There is a detailed analysis in the paper regarding the functional classes of the genes but for me these general trends were by themselves very interesting. How does the cell cope with unforeseeable events ?

Maybe there is a general mechanism that senses discrepancies between metabolic requirements and the current cellular state and, in the absence of a programed response, drives an almost chaotic search for plausible solutions ? If there is such a sensing mechanism it could provide the necessary feedback for the selection of cellular states at a physiological time scale. In a environment were frequent unpredictable changes occur such a system could possibly be selected for.

For further reading have a look at the news and views by Eugene Koonin

Tuesday, April 17, 2007

The Seven Stones blog and more quick links

The Nature family of blogs as a new member - The Seven Stones - from the Molecular Systems Biology journal. I gave some help to set it up during my 3 months stay with the journal. Go over there and say hello to the editors :).

(via Deepak) The TED.com site was relaunched. It is has one of the most amazing collection of video talks available. The current main focus is The Rise of Collaboration.

(via Konrad and Richard Akerman) There was an interesting conference organized by Alen press - Emerging Trends in Scholarly Publishing. Both Konrad and Richard Akerman describe in their blogs what the conference was about and what they talked about.

Wednesday, April 11, 2007

Sharing notes of science papers not just on PLoS ONE

Niel just posted some examples of webtools to take notes of websites. I"ll pick up on the theme to show you another example - Diigo. Diigo is a collaborative note sharing webapp and it allows us to annotate (highlight and add notes) to a website and share this with anyone also using Diigo. I will go trough an example. I registered to the service and dragged a bookmarklet to the browser.
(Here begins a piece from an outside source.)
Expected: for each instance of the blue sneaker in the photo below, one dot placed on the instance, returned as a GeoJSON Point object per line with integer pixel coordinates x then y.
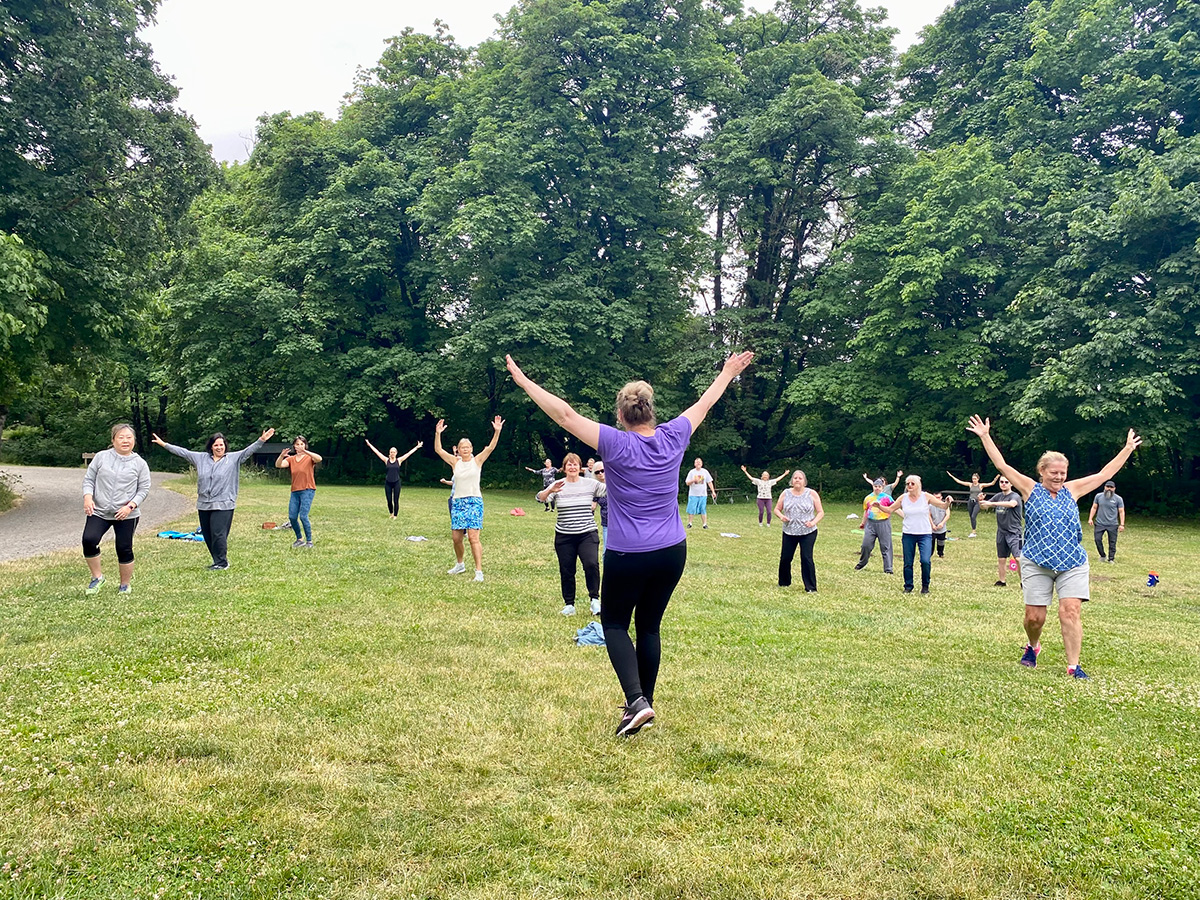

Then I went to have a look at this paper, that showed up in the Systems Biology Connotea feed, and clicked the bookmarklet:

The paper discusses the usefulness of machine learning methods to study dynamics of cellular pathways so I just added a link to the wikipedia entry on fuzzy logic.

Now anyone using Diigo can browse the article and see the notes I added (I think you can select to make them public or private). I do most of the reading on paper so for me this would be useful only to dissect papers with someone online. In a sense this is what PLoS ONE does but extended to any website. For example at the same time we blog about a paper, we could add the link to the blog post on the paper itself or add some of the comments directly on the paper if it makes more sense. You can also use Diigo to gather a clip to add to a blog post and create groups to share bookmarks and annotations.

The biggest drawback is that I don't know if there are any Diigo comments or annotations for this site without clicking the bookmarklet (I did not try the toolbar they have for instalation) . Even after clicking the bookmarklet there is no way of knowing how many (if any) notes exist on the site without scrolling to look for them.

As for most social applications, this becomes more useful if more people start using it. On the other hand if this (or a similar service) grows too much it will be to attractive to spammers. There are more examples of this type of tools on todays post on Techcrunch were I found out about Diigo. With so many ways to add annotations to a webpage it would be nice to have some kind of abstract way of communicating annotations between web applications. Something like trackbacks but able to convey more information, not just this content points to that content.